As does the demonstrably false dogma that:
(1). Columbus was a hero/goodie instead of an opportunistic a-hole.
(2). Thanksgiving is simply a day of togetherness (it is, and has been for decades if not hundreds of years), instead of a symbol (because of our collective inability to admit the truth in a public proclamation) that it's a celebration of taking advantage of a nice and kind indigenous people who sheltered (again, collective, "us" (pun intended "U.S.")), and who we then systematically moved and committed genocide against by the means of, inter alia, passing out "small pox" infested blankets. Classy. As a Native Oklahoman, I can tell you first-hand that Thanksgiving is a contentious issue when you know the reality of the situation. It's something that is addressed with elementary students in Oklahoma in a "well it's a fun Holiday, but there's this bad part." Cognitive dissonance at its finest.
(3). MLK was the second coming of Christ. Surprised? Perhaps, or perhaps you've caught-on that I really only care about truth. Both JFK and MLK committed ADULTERY and have tarnished records. While I believe their records are stronger--even in a moral sense--than my and most other peoples' records, I would be remiss if I held either of them up at complete saints. They are and were saints, but were NOT perfect in the flesh. In short, they couldn't keep "it" in their pants. A common affliction.

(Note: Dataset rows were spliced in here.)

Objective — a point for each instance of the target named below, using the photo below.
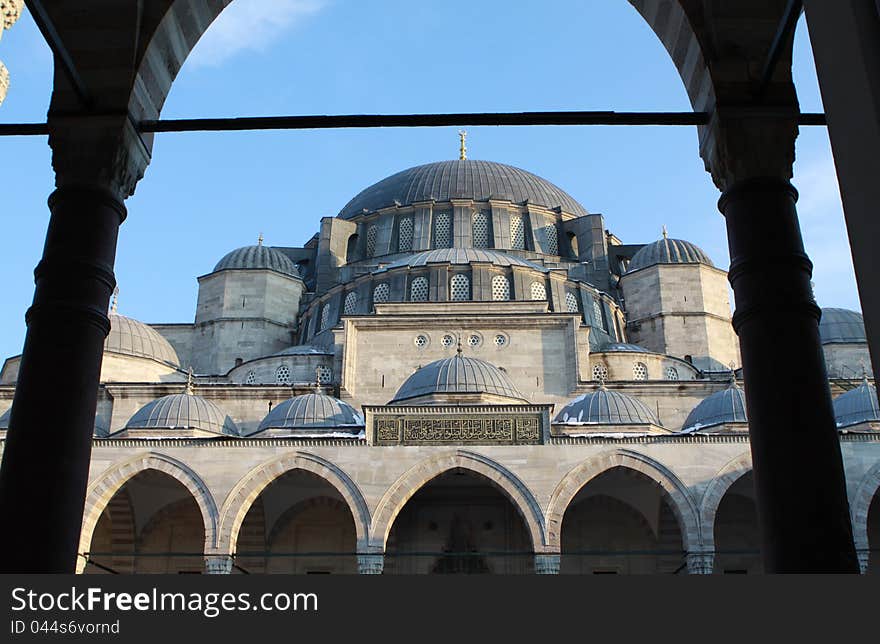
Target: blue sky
(207, 193)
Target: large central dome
(461, 179)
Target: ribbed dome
(457, 375)
(312, 411)
(257, 258)
(462, 256)
(668, 251)
(133, 338)
(728, 406)
(604, 407)
(183, 411)
(856, 406)
(461, 179)
(841, 325)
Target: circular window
(282, 375)
(640, 371)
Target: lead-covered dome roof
(312, 411)
(457, 375)
(841, 325)
(183, 411)
(133, 338)
(856, 406)
(257, 257)
(728, 406)
(461, 179)
(668, 251)
(604, 407)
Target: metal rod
(320, 122)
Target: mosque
(464, 371)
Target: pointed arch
(677, 493)
(405, 487)
(102, 490)
(246, 491)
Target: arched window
(350, 306)
(460, 287)
(500, 288)
(418, 290)
(442, 230)
(517, 232)
(640, 371)
(372, 233)
(404, 235)
(538, 291)
(381, 293)
(481, 229)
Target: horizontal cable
(320, 122)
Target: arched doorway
(299, 524)
(151, 525)
(737, 541)
(459, 523)
(621, 523)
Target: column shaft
(45, 465)
(799, 478)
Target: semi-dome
(183, 411)
(668, 251)
(312, 411)
(257, 257)
(457, 375)
(604, 407)
(132, 338)
(462, 256)
(461, 179)
(856, 406)
(728, 406)
(841, 325)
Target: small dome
(312, 411)
(841, 325)
(257, 257)
(183, 411)
(133, 338)
(604, 407)
(461, 256)
(856, 406)
(457, 375)
(668, 251)
(728, 406)
(461, 179)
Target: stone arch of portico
(109, 483)
(240, 499)
(405, 487)
(717, 488)
(677, 493)
(860, 504)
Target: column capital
(700, 563)
(104, 151)
(746, 142)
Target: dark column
(45, 465)
(799, 477)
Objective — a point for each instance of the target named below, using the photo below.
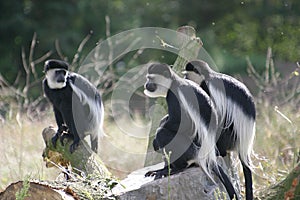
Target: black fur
(176, 128)
(74, 114)
(238, 94)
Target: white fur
(51, 79)
(207, 155)
(244, 127)
(96, 128)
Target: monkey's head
(56, 72)
(159, 80)
(197, 70)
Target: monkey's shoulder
(191, 89)
(82, 83)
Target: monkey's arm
(69, 120)
(59, 122)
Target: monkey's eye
(60, 72)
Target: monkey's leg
(226, 182)
(248, 181)
(94, 143)
(231, 167)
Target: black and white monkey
(189, 129)
(76, 103)
(236, 114)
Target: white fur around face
(51, 79)
(163, 85)
(193, 77)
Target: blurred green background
(230, 30)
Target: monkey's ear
(166, 71)
(190, 67)
(161, 69)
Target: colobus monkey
(76, 103)
(188, 135)
(236, 113)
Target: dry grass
(21, 147)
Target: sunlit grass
(21, 147)
(123, 149)
(277, 143)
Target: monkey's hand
(59, 134)
(54, 139)
(158, 173)
(73, 147)
(65, 135)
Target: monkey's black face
(56, 78)
(157, 85)
(192, 73)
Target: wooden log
(83, 159)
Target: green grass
(21, 146)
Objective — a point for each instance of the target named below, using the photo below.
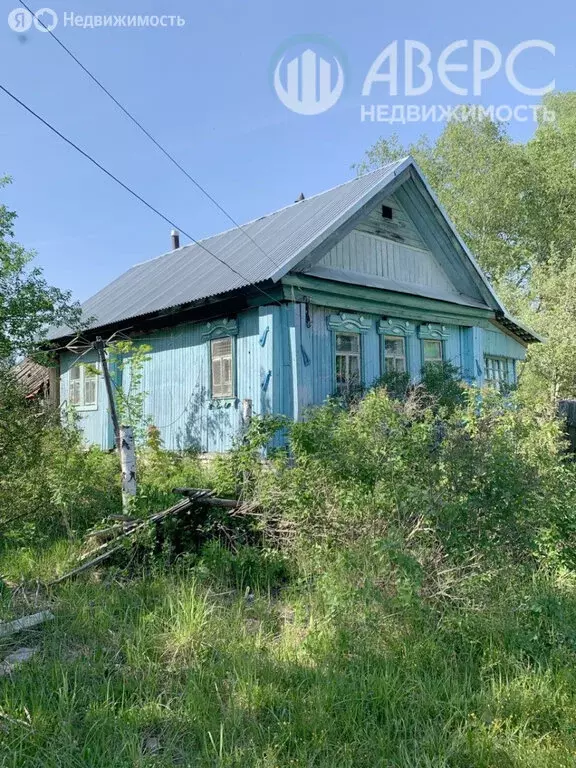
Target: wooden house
(315, 298)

Should I continue? Or is this enough to remind you of the truth that the false-equivalency of the right/left being equally "wrong" (morally perhaps, but at least in terms of political opinion) is simply an illogical fallacy?
And please don't pull the argumentum ad idiota that "Republicans" freed the slaves. I'm well versed in American political history and understand the three major flips the two major parties have made since the 1776.